アラサーちゃん

グリーンブックのアラサーちゃんのレビュー・感想・評価

グリーンブック(2018年製作の映画)
3.5
この映画に見るフランク・キャプラついて。

まずはこの映画は「或る夜の出来事」の友情版といえるんじゃないかな。

どちらが右と言えばどちらかが左と言う、どちらかが赤と言えばどちらかが青と言う。そんな反りの合わないふたりが8週間の旅をともにする。
お互いの価値観に文句をつけ、怒鳴りあい、苛立ちながらしだいにその価値観を受け入れあっていく。最後にはいつしか、右と言っていたほうが左に、左と言っていたほうが右になったりする。
お互いに認めあっていく流れ。モーテルの夜。ウィットに富んだ会話。これはもう、男女のラブコメではないけれど、男同士の友情バージョンを描いた、スクリューボール・コメディですよね。

そして、この映画のラストはクリスマスイブで締められるわけですが、ラストがクリスマスイブの映画ってたいていいい映画になることが決まってます。
そしてやっぱりラストがクリスマスとなると頭に浮かぶのが永遠の名作「素晴らしき哉、人生!」で、やはりこれもまたしかり、孤独と絶望を一身に背負った主人公が、晴れて家族をはじめ周囲のみんなに祝福されてクリスマスを迎えるラストは、なんともあったかい。

だからこそ、最後の最後のラストカットが、トニーとドロレスのキスハグではなく、ドクとドロレスのハグなんですね!(ということに、文章を書きながらふときづく)(この映画でいうジョージ・ベイリーはドクですからね)


印象深いシーンはいくつかあるんですが、とくにフライドチキンのくだりはお気に入り。投げ捨ててキョドって終わりなのかと思ったら、きちんとその先のオチまでつけてくるところが丁寧だしドクの面倒なまでに几帳面な性格が顕れていていいですよね。

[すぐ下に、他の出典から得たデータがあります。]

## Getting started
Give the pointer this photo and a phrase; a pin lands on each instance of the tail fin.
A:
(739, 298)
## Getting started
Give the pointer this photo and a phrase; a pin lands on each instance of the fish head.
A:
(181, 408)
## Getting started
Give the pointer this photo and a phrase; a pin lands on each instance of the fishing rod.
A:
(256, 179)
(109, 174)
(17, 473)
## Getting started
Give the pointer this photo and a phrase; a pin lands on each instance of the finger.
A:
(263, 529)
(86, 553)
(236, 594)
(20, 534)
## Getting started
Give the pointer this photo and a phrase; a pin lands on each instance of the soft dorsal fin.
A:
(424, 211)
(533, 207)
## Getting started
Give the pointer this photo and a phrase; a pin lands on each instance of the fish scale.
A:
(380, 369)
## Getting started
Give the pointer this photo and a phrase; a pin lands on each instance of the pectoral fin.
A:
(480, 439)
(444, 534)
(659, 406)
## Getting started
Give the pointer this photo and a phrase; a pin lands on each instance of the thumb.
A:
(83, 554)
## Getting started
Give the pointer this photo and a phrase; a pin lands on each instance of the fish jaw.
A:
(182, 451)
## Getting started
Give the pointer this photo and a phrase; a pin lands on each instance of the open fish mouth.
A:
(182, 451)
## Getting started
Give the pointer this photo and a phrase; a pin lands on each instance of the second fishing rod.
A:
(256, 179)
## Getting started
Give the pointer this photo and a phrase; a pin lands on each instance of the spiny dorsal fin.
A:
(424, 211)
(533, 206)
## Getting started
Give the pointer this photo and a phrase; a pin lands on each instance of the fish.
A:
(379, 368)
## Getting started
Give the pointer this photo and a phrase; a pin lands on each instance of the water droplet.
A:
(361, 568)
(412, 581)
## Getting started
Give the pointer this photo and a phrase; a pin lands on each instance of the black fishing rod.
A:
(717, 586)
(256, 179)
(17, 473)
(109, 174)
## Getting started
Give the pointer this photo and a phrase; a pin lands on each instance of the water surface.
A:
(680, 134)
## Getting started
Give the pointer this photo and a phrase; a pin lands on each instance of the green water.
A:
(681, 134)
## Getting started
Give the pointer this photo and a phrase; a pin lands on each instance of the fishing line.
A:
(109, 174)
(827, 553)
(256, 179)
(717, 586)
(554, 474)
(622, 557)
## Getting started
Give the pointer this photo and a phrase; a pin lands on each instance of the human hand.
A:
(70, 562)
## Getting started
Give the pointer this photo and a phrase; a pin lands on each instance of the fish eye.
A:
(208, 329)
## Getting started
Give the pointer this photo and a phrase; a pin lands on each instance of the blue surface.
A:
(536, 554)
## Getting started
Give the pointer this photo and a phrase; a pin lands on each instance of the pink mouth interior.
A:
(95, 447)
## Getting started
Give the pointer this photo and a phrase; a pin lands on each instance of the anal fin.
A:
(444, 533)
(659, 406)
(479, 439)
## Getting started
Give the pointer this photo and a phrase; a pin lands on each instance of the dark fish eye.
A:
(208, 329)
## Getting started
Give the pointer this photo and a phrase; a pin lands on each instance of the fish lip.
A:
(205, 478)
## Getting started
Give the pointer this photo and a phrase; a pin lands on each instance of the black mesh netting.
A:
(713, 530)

そんなドクが、心のなかにずっと圧し殺していたもの。白人にも黒人にもなれないじぶんの存在。白人には蔑まれ、黒人には妬まれる。そんな世界で生きてきた彼は、品位と権力で身を守るしかできなかったんだろうな。
彼の神経質なまでの几帳面さと高圧的な態度には最初からあまりいい気がしてなかったんですが、田舎道で労働を強いられる黒人たちの未知なるものを見るような目にさらされた彼のシーンがあってから、見る目が変わりました。
あのシーンはとてもよかったです。

全体的な流れとしては、ヒヤヒヤするような大きなショックやパニックが起こらないわたしの好きなタイプの流れでした。
でもどうしても好きになれないのが、やっぱり男の子を買っちゃったシーンで、わたしの道徳観念の問題なんですが許せないのです。すみません。でもそのくだりを忘れてしまうくらいにはとてもよかったです。

それにしてもヴィゴ・モーテンセンよすぎたな。よっぽど主演男優賞受賞してほしかった。
デタラメで生きてきたならず者だし、友情にアツい熱血漢だし、手紙もまともにかけないウブ少年だし、フライドチキンにがっつく姿は野生の猿、とっさの機転で好機を作る営業マン、それでいておじいちゃんのように核に迫る発言もするし、見てないようでしっかり周囲を警戒してボスを守る敏腕エージェントでもある。
それはどのシーンも間違いなくひとりの男(ヴィゴ・モーテンセン)なのに、すべての顔を使い分けていて「いったいいくつなの!?」「イケメンなの!?クズなおっさんなの!?」と言いたくなるくらいの百面相怪人でした。すげぇ。